Some studies have converged on the hypothesis that Covid-19 spreads more with a cool and dry climate than with a hot and humid climate. The same phenomenon was observed for the SARS virus.
The most recent analysis carried out by the Boston MIT on data collected by Johns Hopkins University in Baltimore, shows that the maximum number of Coronavirus cases occurred in all those areas with temperatures between 3 and 13° C.
In contrast, countries with average temperatures above 18° C have seen less than 5 percent of the total cases. The example is clear in the United States, where the southern countries (Texas, Florida and Arizona) have so far recorded a slower growth rate than the northern states (such as Washington, New York and Colorado).
The data which has emerged in two other studies also seem convincing: In the first, 95 percent of the positive cases globally occurred with temperatures ranging from -2 to 10 degrees in dry conditions. The second, published by a team led by researchers from the University of Beihang, China, examined the situation in Chinese cities and found that, in the early days of the epidemic, in January, before any government intervention, warm and wet cities saw a slower diffusion rate than the cold and dry ones.
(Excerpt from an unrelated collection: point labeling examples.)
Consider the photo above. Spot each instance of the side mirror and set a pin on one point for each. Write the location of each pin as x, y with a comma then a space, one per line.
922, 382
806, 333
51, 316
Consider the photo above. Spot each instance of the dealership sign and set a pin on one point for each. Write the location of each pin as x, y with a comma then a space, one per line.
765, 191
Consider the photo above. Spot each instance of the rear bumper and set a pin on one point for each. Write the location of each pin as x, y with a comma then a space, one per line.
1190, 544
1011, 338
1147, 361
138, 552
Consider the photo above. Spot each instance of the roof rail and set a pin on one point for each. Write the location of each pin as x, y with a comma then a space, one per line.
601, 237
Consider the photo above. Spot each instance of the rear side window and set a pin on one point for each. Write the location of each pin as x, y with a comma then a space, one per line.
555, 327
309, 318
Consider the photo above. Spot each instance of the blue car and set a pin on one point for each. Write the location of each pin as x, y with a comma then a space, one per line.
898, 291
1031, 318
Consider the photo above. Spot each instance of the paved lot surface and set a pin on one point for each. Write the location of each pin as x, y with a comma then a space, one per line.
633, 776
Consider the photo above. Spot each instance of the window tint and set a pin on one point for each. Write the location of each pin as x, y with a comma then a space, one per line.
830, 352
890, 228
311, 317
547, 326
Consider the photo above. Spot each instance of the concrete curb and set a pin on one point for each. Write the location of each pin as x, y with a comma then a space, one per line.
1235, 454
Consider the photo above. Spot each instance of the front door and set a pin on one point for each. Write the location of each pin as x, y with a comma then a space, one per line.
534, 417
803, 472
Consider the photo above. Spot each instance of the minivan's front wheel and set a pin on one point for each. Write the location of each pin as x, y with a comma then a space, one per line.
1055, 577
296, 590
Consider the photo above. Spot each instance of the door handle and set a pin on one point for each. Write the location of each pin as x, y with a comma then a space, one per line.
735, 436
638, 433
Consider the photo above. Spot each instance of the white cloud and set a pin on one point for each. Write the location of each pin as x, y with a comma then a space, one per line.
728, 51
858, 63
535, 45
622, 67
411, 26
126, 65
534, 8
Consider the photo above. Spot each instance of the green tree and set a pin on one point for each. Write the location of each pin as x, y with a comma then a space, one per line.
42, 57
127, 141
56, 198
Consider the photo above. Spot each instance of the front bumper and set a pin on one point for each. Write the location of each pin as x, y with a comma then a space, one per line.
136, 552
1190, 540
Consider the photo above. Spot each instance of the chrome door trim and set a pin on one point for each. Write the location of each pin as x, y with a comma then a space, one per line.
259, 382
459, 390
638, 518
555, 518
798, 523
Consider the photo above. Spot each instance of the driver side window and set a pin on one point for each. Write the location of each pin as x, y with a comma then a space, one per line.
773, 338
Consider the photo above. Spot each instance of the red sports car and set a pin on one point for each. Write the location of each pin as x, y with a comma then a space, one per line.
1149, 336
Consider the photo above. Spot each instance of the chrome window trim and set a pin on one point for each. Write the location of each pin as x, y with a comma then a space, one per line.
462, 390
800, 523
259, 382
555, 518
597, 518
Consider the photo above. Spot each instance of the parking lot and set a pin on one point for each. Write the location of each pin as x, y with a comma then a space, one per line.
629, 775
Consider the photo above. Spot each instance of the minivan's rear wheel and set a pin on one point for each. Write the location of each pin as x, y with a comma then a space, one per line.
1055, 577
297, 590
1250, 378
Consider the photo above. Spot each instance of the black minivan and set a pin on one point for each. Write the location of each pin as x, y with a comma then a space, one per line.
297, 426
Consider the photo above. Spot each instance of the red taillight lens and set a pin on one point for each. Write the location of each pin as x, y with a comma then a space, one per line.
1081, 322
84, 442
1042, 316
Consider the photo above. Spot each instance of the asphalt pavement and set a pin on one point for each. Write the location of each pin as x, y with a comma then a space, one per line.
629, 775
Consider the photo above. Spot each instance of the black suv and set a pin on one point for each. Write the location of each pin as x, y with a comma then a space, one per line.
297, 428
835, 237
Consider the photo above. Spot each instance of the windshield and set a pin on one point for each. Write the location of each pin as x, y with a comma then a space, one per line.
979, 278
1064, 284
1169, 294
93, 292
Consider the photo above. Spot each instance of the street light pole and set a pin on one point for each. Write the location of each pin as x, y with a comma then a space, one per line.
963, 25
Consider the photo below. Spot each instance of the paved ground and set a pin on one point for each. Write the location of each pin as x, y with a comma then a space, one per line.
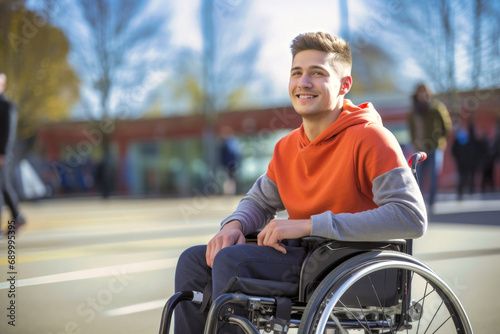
92, 266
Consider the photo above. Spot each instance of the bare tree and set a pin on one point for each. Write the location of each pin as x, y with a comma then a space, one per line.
110, 45
227, 63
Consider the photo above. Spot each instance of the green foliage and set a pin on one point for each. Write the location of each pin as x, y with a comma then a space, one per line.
33, 54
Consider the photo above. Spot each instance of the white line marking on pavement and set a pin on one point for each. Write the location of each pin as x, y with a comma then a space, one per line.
118, 270
136, 308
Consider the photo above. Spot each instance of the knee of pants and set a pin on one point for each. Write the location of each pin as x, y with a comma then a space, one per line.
192, 271
193, 256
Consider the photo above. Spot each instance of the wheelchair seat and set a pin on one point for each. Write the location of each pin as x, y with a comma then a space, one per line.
322, 257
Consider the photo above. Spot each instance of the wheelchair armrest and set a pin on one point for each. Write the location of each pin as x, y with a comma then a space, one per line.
251, 238
260, 287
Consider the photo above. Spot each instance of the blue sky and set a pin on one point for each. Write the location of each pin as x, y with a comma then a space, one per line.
275, 23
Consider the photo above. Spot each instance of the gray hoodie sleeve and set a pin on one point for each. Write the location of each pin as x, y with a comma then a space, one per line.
401, 213
258, 207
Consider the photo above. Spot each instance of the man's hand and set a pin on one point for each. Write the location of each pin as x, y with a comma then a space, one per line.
279, 229
230, 234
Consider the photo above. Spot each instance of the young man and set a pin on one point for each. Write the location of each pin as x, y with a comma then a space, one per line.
341, 175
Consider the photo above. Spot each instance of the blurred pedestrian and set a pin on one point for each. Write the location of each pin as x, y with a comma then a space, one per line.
491, 148
466, 151
230, 159
8, 125
430, 124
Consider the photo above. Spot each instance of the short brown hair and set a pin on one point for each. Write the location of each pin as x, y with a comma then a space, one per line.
325, 42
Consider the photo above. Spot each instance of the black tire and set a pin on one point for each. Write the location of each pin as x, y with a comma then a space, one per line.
426, 304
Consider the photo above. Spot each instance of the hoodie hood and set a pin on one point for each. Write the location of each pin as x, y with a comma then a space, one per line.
351, 115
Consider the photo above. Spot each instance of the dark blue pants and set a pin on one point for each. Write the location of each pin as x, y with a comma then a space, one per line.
246, 261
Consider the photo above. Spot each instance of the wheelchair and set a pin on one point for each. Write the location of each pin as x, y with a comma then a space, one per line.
344, 287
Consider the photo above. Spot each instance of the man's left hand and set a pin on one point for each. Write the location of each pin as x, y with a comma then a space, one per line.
279, 229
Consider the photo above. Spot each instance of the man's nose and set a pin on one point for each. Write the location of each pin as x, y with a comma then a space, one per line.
304, 82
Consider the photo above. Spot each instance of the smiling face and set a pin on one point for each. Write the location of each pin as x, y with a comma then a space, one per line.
316, 88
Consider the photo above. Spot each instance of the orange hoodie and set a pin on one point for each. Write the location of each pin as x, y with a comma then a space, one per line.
334, 172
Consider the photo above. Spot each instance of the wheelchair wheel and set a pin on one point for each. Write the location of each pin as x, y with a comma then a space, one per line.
384, 292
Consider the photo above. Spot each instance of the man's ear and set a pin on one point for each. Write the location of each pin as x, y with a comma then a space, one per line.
345, 85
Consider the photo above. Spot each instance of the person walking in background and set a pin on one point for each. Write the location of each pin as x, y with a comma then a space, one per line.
8, 125
230, 159
429, 124
466, 151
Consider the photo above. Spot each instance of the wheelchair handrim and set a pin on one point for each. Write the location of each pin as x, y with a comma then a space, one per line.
391, 264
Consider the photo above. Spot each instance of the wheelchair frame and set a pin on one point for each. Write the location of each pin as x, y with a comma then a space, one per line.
335, 277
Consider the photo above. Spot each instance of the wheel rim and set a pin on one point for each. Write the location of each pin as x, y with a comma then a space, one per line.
426, 313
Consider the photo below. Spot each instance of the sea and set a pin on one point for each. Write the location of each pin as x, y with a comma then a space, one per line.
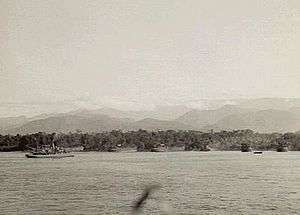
188, 183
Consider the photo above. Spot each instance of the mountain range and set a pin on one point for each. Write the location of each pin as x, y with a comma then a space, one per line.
261, 117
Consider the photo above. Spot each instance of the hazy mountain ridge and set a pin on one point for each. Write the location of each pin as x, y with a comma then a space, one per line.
227, 117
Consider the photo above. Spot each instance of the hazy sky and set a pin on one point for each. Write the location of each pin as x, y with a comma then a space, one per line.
147, 52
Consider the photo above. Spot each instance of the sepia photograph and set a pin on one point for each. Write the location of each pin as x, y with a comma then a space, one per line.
166, 107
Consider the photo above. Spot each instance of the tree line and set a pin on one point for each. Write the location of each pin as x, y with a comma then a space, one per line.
143, 140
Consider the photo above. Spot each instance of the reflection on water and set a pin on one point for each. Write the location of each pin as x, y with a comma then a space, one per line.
192, 183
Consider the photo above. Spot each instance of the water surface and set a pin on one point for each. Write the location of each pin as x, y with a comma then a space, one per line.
192, 183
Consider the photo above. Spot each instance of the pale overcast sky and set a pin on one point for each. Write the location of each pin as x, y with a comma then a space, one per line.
148, 52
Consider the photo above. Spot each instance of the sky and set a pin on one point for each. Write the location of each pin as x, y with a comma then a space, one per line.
60, 54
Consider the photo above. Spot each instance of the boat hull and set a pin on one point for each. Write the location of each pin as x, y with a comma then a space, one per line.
49, 156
Other researchers have underlined how, between 11 and 19 March, there has been an increase of about ten thousand infections in regions with temperatures below 18 degrees.
However, caution should be exercised and this data should not be taken as solid, also because there is no objective scientific evidence for the moment. The correlation between diffusion and climatic conditions could be linked to other reasons such as government decisions, lines of contagion or the lack of tests to be submitted to the population.
Marc Lipsitch, director of the Center for Communicable Disease Dynamics at the Harvard School of Public Health, denied the link: “Although we can expect modest decreases in Covid-19’s infectiousness in warmer and wetter climatic conditions, it is not reasonable to expect that these decreases alone will slow down the transmission enough to create a lower curve.”
The only measures aimed at combating the pandemic which seem to be working, are those of isolation and social distancing, in addition to the almost total closure of production activities.
Other observations by climatologists do not support the notion of a link between climate and the spread of the virus, such as the study by the Bicocca Universities of Milan, Roma Tre, Chieti-Pescara, which compared the climatic data of the province of Wuhan and of Lombardy and Veneto from 20 February to 18 March.
The results detected by ten representative stations were taken into consideration, both of the three main outbreaks of the virus (Codogno, Nembro and Vo ‘Euganeo areas) and of the other most affected provinces of Lombardy (Bergamo, Brescia, Cremona, Pavia). And there were no correlations between the number of infections and the weather.
Thus, the hope that Covid-19 would behave like SARS in July 2003, is not realistic.
Another unknown is that of the correlation between smog and Coronavirus: a hypothesis raised after a study conducted by the Italian Society of Environmental Medicine (Sima) together with the Universities of Bologna and Bari, showing a link between the high levels of pollution and the outbreak of Covid-19 in the Po Valley.
But researcher Federico Fierli warned that the interactions and mechanisms that govern the epidemiology and the spread of a virus “are too complex to establish a direct relationship on the database for now very limited”.